I found the performance to be very accessible while maintaining a level of depth. Josh Beaver, the storyteller, captivated the audience with his stage presence and authenticity. The performance truly embodied contemporary art and the post-medium condition. The well-composed set featured an elevated, enclosed cage where musicians from Philadelphia’s Space Whale Orchestra played during the show. Beaver stood in the center and told his story. Behind him sat a classic, big, old, decrepit West Philadelphia house made from cardboard. What I perceived to be the interior of the house could be seen behind Beaver, where another musician sat and played during the performance. Beaver told his story and the space around him illuminated imagery that acted as a visual companion for his words. The story was simple yet complex, difficult to hear, but easy to listen to, and quite seductive.
Beaver spoke about a monster. It was an ambiguous monster, who seemed to exist as both man and creature. “The Off White Beast” took place in Sweetheart City in a bad neighborhood called Snakebelly. This neighborhood was filled with addicts and evil people who acted in the most horrible of ways. I found the Off White Beast to be a metaphor for the human condition. This led me to think about the negative actions human beings take, as well as the causes and effects of these actions. Beaver possessed a great insight into the complexities of humanity.
This piece spoke to me about poverty nationwide, and especially here in Philadelphia. Snakebelly reminded me of local neighborhoods that are often home to artists and young professionals, as well as locals who have lived there for years, and suffering families.
The Beast eventually appeared, wearing a beautiful and elaborate costume. This was very exciting–however, this moment was slightly anti-climatic. The Beast “writhed” and “crawled” out on stage and eventually reached its hind legs. At this moment, the performance ended, and someone in the back said, “That’s it.” While this abrupt ending was very funny, I do not feel that it was fully resolved.

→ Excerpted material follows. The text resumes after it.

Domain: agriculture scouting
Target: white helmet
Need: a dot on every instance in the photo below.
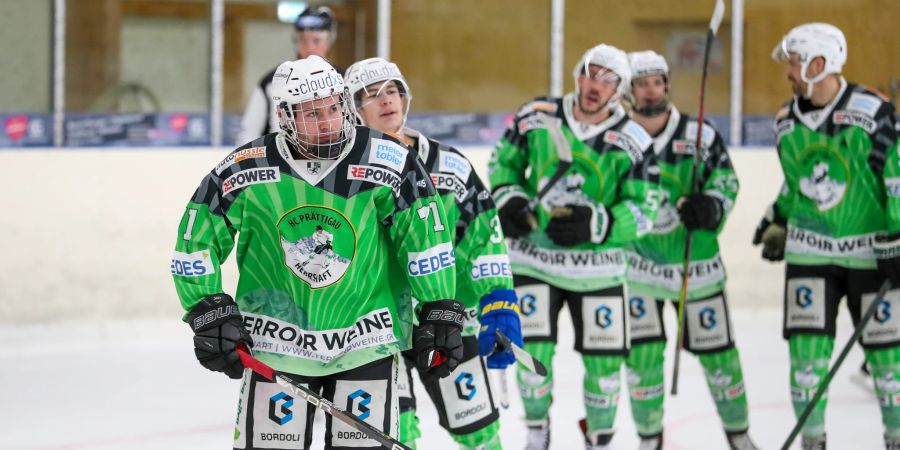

Beaver spoke about the beast tricking God. “God” was played by three brass musicians, who remained in the back cage wearing black veils. During the story, the monster experiences a drug overdose; because of this, it eventually enters into a prolonged dialogue with God.
I would have preferred that the Beast stay in character throughout the remainder of the overdose. The story indicated that the Beast would spend the rest of his existence in this torturous limbo state, and I was interested in experiencing this visually while reconciling how I felt about it.
I was able to read into Beaver’s story, but I also felt content and entertained with the performance at face value. I was thrilled to see that the members of New Boon(e) had decided to take on a serious and relevant topic. As artists, we are constantly participating in gentrification. It is important to address this in an engaged way while not being preachy. “The Off White Beast” successfully brought up gentrification without chastising or admonishing the audience. The piece’s heavy topics were handled with sensitivity and a dark sense of humor, which helped the audience digest the difficult subject matter.
While I came away wanting more of an ending, this was an experimental performance that was exciting to see and included great content to think about. I look forward to my next event at New Boon(e).